Today, U.S. Secretary of Commerce Wilbur Ross announced the initiation of new antidumping duty (AD) and countervailing duty (CVD) investigations to determine whether imports of stainless steel flanges from China and India are being dumped in the United States, and whether producers in China and India are receiving alleged unfair subsidies.

“The Department will act swiftly, while assuring a full and fair assessment of the facts, to ensure that everyone trades on a level playing field,” said Secretary Ross. “The Trump administration will defend American workers and businesses with every tool at our disposal.”

These AD and CVD investigations were initiated based on petitions filed by the Coalition of American Flange Producers and its individual members: Core Pipe Products, Inc. (Carol Stream, Ill.) and Maass Flange Corporation (Houston, Texas) on August 16. The estimated dumping margins alleged by the petitioners range from 99.23 to 257.11 percent and 78.49 percent to 145.25 percent for China and India, respectively. The unfair subsidies alleged by the petitioners are estimated to be above de minimis.

In the AD investigation, the Commerce Department will determine whether imports of stainless steel flanges from China and India are being dumped in the U.S. market at less than fair value.

In the CVD investigations, the Commerce Department will determine whether Chinese and Indian producers of stainless steel flanges are receiving unfair government subsidies.

If the Commerce Department determines that stainless steel flanges from China and India are being dumped into the U.S. market and/or receiving unfair government subsidies, and if the U.S. International Trade Commission (ITC) determines that dumped and/or unfairly subsidized U.S. imports of stainless steel flanges from China and India are causing injury to the U.S. industry, the Commerce Department will impose duties on those imports in the amount of dumping and/or unfair subsidization found to exist.

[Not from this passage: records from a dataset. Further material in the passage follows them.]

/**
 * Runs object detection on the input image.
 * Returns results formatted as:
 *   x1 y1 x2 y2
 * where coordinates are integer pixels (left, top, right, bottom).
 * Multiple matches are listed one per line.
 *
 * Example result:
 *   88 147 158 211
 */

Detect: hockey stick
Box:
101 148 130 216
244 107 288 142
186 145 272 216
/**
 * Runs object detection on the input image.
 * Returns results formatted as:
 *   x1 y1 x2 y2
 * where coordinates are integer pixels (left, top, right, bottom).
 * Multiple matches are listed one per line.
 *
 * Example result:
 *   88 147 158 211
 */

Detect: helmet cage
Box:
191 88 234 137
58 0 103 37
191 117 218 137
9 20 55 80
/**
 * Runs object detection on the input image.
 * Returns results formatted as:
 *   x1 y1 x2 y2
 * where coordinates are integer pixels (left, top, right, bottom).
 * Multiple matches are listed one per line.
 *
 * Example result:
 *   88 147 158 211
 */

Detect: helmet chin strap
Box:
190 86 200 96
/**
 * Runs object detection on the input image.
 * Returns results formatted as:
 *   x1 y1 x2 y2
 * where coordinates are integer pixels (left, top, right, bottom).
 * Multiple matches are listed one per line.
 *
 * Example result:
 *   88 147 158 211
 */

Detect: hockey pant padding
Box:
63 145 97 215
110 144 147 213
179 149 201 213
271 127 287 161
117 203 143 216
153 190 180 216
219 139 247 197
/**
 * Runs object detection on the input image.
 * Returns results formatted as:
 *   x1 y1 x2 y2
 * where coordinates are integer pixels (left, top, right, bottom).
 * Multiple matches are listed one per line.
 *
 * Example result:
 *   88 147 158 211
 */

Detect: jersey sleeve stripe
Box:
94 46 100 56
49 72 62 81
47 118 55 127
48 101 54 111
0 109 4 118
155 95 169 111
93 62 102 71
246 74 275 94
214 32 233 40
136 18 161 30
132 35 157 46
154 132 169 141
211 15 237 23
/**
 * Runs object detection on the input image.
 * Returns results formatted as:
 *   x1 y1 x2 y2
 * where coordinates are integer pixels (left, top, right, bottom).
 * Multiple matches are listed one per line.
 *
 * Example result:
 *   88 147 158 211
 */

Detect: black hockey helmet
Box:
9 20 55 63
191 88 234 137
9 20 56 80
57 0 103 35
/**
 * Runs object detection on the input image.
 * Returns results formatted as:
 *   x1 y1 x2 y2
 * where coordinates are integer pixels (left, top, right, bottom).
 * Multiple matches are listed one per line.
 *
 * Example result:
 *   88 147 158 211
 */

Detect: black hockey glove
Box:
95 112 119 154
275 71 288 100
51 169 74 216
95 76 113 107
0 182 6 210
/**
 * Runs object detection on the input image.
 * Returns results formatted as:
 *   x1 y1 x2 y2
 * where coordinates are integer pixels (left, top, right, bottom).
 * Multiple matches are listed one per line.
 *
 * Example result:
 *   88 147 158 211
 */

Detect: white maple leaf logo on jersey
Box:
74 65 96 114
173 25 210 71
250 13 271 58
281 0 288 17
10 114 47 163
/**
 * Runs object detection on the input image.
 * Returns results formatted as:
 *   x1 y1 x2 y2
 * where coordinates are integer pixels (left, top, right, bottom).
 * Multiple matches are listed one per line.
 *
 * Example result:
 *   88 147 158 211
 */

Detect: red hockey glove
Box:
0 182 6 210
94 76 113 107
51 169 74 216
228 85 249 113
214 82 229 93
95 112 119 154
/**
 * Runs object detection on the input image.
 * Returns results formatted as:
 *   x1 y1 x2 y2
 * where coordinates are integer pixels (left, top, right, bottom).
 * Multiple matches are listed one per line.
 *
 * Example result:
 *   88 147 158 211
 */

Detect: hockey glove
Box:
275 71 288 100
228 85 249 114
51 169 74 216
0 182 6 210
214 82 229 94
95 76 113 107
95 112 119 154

In 2016, imports of stainless steel flanges from China and India were valued at an estimated $16.3 million and $32.1 million, respectively.

Click HERE for a fact sheet on these initiations.

Next Steps:

During the Commerce Department’s investigations into whether stainless steel flanges are being dumped and/or unfairly subsidized, the ITC will conduct its own investigations into whether the U.S. industry and its workforce are being harmed by such imports. The ITC will make its preliminary determinations on or before October 2. If the ITC preliminarily determines that there is injury or threat of injury, then the Commerce Department investigations will continue, with a preliminary CVD determination scheduled for November 2017, and a preliminary AD determination scheduled for January 2018, unless these deadlines are extended.

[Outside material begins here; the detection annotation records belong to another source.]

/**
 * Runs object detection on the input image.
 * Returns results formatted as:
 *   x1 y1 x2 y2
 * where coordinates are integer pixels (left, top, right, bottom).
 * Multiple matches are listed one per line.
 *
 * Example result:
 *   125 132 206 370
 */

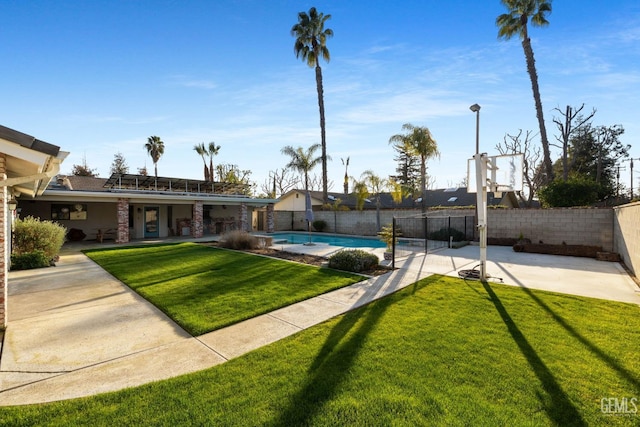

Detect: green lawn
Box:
0 276 640 426
85 243 363 336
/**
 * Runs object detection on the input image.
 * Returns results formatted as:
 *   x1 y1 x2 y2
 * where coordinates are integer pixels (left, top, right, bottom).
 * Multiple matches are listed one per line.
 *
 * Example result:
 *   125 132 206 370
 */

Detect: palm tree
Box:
193 142 209 181
360 169 389 231
496 0 554 182
291 7 333 203
209 141 220 182
281 144 322 190
144 136 164 179
351 178 369 211
389 123 440 213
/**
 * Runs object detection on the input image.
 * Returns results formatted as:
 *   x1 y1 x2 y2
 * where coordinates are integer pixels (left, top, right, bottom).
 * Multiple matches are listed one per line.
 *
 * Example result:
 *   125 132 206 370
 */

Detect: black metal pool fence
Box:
393 214 475 266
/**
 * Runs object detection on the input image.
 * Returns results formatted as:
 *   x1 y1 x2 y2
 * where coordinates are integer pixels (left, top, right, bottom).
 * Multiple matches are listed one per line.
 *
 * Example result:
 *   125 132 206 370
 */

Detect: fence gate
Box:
392 214 475 267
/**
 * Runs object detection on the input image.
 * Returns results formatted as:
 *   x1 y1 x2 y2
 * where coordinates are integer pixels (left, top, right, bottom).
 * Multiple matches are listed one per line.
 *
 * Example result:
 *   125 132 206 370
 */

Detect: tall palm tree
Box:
389 123 440 213
351 178 369 211
291 7 333 203
210 141 220 182
281 144 322 190
144 136 164 178
193 142 209 181
496 0 554 182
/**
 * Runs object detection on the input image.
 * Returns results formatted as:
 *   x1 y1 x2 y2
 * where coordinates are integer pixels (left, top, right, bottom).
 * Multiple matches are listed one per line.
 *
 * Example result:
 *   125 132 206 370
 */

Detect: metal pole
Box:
631 159 633 200
391 216 396 270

If the Commerce Department preliminarily determines that dumping or unfair subsidization is occurring, then it will instruct U.S. Customs and Border Protection to start collecting cash deposits from all U.S. companies importing the subject stainless steel flanges from China and India.

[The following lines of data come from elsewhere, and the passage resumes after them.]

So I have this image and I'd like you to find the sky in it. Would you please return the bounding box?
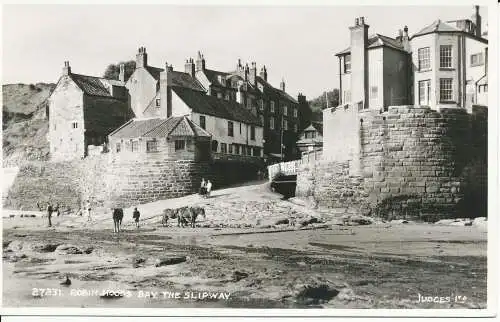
[2,5,488,99]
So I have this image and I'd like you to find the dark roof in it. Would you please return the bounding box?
[144,66,164,80]
[69,74,120,97]
[257,76,299,104]
[335,34,404,56]
[110,116,211,138]
[145,66,205,91]
[172,87,262,126]
[411,20,460,38]
[411,20,488,43]
[204,68,230,86]
[302,122,323,135]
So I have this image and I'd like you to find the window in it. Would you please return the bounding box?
[439,78,453,102]
[418,47,431,70]
[200,115,207,130]
[439,45,452,68]
[470,53,484,66]
[132,141,139,152]
[344,91,351,103]
[418,79,431,106]
[175,140,186,151]
[146,140,158,152]
[344,55,351,73]
[259,98,264,111]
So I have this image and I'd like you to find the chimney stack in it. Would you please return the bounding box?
[472,6,482,37]
[260,65,267,82]
[135,47,148,68]
[118,63,125,83]
[160,62,173,117]
[250,62,257,86]
[403,26,411,52]
[196,51,205,71]
[63,61,71,75]
[184,58,195,78]
[243,63,249,82]
[349,17,370,108]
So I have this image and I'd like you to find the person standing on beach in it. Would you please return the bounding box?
[132,208,141,228]
[47,202,53,227]
[205,180,212,198]
[85,200,92,221]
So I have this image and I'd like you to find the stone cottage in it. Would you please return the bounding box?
[109,116,211,161]
[297,122,323,152]
[48,62,133,161]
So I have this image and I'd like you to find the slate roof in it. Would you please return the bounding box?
[145,66,205,91]
[110,116,211,138]
[302,122,323,135]
[411,20,461,38]
[172,87,262,126]
[257,76,299,104]
[204,68,231,86]
[69,74,123,97]
[335,34,404,56]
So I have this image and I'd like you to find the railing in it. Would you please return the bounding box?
[267,149,323,182]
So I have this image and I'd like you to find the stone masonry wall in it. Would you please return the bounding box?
[296,106,487,220]
[106,160,211,207]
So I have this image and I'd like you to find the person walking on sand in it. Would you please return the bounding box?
[132,208,141,228]
[205,180,212,198]
[47,202,53,227]
[85,200,92,221]
[200,178,207,196]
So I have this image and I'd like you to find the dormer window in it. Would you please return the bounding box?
[344,55,351,73]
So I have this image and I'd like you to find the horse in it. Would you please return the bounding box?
[113,208,123,233]
[177,206,207,228]
[161,209,179,227]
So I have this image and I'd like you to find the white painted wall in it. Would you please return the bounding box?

Final determinations by the Commerce Department in these cases are scheduled for January 2018 for the CVD investigations, and April 2018 for the AD investigations, but those dates may be extended. If the Commerce Department finds that products are not being dumped or unfairly subsidized, or the ITC finds in its final determinations there is no harm to the U.S. industry, then the investigations will be terminated and no duties will be collected.

From January 20, 2017, through September 6, 2017, Commerce has initiated 62 antidumping and countervailing duty investigations – a 41 percent increase over the previous year. For this same period in 2016, Commerce initiated 44 AD and CVD investigations. Commerce currently maintains 407 antidumping and countervailing duty orders which provide relief to American companies and industries impacted by unfair trade.

Foreign companies that price their products in the U.S. market below the cost of production or below prices in their home markets are subject to “antidumping duties.” Companies that receive unfair subsidies from their governments, such as grants, loans, equity infusions, tax breaks and production inputs, are subject to “countervailing duties” aimed at directly countering those subsidies.